Haivor negou para si. Pessoas eram complexas demais. Aprendeu isso vivendo.
– Tentei quatro vezes aprender sobre ela, e posso dizer que não aprendi nada.
Cristine soltou um riso abafado.
– Viu, idiota? Você é uma piada. – Krill pegou a faca. – E corte essa carne direito. Parece que você não sabe fazer nem o básico. Que tipo de educação recebeu quando pequeno? Que tosco. Vamos, faça força no braço.
Haivor fez força e cortou o bife, mas jogou um monte de arroz na mesa ao redor. Cristine e Krill deram risadas.
– É um idiota mesmo. Deixe que eu corto pra você.
Haivor ficou esperando, como um garoto de castigo, vendo o ferreiro cortar sua carne pedaço por pedaço. Por que não posso comer ela inteira?
Quando o velho terminou, devolveu o prato.
– Ai está. Agora, podemos começar a comer?
– Faça o que quiser.
Haivor continuou comendo com a cabeça baixa. Vinte e sete anos e sendo atormentado por um velho maluco.
– Como está seu pai? – Krill perguntou a Cristine. – Da última vez que o vi, o braço dele estava inchado. Passou as pomadas que eu disse.
– Passei. Amenizou um pouco, senhor Krill, mas voltou. Agora, tem manchas vermelhas pelo corpo e está começando a ter que beber o dobro de água. – Cristine respondeu com certo pesar. – Não gosto de ver meu pai naquele estado. Antes, quando trabalhava com o senhor, ele era tão forte.
– Sei como são as coisas. Pensou no que eu disse sobre vir para cá? Já preparei os quartos e tenho todas as ervas que você vai precisar para começar a cuidar dele. – Apontou para cima de um dos armários no fundo da cozinha. – E tenho os pós de trigo e talco para coceiras.

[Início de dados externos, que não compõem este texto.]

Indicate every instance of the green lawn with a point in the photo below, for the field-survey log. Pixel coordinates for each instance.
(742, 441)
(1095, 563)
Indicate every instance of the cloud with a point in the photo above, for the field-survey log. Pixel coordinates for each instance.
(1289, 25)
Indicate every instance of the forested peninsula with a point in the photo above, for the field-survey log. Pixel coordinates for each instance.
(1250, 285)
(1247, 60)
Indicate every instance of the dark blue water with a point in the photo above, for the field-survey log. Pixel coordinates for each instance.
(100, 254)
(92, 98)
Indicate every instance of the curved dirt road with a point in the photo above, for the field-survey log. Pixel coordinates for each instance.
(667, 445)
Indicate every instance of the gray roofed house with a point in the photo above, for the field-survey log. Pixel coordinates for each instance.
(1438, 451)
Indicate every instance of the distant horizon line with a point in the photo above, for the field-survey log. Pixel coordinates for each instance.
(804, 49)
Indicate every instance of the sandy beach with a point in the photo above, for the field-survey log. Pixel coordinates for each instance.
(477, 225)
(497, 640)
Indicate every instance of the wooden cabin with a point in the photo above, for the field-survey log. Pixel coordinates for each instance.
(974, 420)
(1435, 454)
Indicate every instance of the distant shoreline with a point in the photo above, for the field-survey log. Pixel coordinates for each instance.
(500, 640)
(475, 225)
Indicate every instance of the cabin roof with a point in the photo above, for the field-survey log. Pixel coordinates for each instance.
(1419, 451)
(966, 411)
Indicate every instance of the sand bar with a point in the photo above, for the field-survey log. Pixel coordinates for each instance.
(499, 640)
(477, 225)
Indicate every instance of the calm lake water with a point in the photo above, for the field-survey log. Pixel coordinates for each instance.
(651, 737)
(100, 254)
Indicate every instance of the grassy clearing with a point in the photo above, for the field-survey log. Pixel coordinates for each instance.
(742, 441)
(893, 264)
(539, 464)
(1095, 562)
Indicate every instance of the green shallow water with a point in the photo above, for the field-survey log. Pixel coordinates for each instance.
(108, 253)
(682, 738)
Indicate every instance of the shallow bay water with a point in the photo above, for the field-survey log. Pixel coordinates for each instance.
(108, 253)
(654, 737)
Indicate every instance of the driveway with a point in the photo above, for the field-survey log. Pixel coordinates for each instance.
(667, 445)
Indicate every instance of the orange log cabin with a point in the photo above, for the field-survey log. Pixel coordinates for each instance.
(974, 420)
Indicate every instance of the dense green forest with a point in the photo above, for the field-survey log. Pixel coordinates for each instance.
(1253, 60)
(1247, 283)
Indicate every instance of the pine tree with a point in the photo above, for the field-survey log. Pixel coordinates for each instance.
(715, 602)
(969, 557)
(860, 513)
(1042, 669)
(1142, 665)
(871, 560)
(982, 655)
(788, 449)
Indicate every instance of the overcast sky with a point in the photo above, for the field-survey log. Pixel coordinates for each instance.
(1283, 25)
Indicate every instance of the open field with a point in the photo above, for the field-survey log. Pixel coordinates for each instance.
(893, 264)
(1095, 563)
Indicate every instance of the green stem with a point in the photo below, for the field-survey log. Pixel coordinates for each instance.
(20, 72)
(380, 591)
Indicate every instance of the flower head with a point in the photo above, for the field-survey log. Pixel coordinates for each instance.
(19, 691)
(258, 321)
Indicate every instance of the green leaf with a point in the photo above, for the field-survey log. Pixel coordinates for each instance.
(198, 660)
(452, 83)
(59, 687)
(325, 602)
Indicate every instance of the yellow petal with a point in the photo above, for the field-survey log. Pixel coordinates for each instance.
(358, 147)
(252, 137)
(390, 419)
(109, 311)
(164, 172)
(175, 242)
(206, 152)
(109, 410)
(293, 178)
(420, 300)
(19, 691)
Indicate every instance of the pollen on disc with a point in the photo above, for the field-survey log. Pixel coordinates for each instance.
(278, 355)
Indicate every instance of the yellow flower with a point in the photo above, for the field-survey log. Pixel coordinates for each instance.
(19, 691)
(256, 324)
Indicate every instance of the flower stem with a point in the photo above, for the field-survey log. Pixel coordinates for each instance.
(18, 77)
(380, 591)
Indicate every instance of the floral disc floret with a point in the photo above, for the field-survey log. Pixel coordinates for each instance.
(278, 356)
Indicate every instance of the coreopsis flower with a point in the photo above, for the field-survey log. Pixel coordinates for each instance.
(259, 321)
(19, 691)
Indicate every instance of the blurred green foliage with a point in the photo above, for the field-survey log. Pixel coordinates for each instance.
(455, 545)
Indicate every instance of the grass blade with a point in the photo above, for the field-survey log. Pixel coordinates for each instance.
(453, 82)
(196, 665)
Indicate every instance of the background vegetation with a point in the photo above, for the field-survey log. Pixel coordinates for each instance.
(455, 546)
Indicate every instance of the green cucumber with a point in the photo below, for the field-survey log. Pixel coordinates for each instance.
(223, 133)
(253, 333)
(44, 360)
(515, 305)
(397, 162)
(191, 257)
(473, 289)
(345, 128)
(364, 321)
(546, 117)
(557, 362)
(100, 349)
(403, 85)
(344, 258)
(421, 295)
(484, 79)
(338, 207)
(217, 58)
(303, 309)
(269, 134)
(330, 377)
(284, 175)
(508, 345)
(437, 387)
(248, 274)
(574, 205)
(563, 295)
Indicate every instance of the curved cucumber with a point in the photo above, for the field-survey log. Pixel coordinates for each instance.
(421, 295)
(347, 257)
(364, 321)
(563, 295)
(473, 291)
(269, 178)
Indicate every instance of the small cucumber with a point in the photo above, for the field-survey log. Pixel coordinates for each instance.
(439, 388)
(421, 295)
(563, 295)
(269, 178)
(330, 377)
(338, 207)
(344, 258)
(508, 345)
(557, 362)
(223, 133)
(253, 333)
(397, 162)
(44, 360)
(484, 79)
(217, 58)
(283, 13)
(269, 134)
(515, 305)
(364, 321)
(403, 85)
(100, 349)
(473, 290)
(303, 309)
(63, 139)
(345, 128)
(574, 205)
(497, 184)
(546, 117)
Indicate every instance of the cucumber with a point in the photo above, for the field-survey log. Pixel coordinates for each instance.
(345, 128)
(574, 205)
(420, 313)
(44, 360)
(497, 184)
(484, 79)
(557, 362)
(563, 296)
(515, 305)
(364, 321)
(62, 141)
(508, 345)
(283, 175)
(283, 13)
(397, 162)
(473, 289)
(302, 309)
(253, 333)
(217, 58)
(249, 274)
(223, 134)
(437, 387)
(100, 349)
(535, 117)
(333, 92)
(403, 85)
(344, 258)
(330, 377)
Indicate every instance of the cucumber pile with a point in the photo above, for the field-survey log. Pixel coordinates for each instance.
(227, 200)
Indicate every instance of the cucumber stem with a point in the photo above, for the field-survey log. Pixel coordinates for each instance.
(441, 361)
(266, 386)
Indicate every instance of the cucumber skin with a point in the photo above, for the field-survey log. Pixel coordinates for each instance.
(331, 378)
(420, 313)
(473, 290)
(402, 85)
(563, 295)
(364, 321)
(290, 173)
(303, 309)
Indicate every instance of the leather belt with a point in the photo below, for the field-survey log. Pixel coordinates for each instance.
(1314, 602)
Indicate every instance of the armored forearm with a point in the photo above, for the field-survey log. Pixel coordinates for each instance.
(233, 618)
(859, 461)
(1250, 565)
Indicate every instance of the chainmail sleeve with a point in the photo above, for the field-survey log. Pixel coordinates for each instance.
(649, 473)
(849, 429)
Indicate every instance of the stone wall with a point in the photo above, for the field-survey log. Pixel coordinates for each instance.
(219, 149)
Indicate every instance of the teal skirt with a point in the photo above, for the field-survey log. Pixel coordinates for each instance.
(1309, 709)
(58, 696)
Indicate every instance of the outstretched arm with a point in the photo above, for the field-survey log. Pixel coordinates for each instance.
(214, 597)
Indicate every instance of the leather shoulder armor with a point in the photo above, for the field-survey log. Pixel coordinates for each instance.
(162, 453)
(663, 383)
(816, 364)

– Ele não quer atrapalhar o trabalho do senhor – ela disse, docemente. – Quero trazê-lo porque seria muito mais fácil. Ele tem vergonha de conversar com o senhor daquele jeito.
Quase cuspindo o arroz da boca, ele tomou um pouco de água.
– Vergonha? Não consigo acreditar que ele disse isso.
– Faça uma visita a ele.
Krill e Cristine olharam para Haivor, que comia em silêncio até aquele momento.
– O quê falou, idiota?
– Faça uma visita. Pessoas doentes não gostam de dar trabalho para os outros porque acham que estão incomodando. Seu pai deve dizer isso não somente para Krill, ele deve falar isso pra todo mundo.
– Sim, ele fala.
– Meio óbvio – Haivor concluiu. – O orgulho de uma pessoa se define pelo que ela foi no passado. Se ele era forte, claramente não quer ser visto em uma cama. É uma das coisas mais doloridas que tem.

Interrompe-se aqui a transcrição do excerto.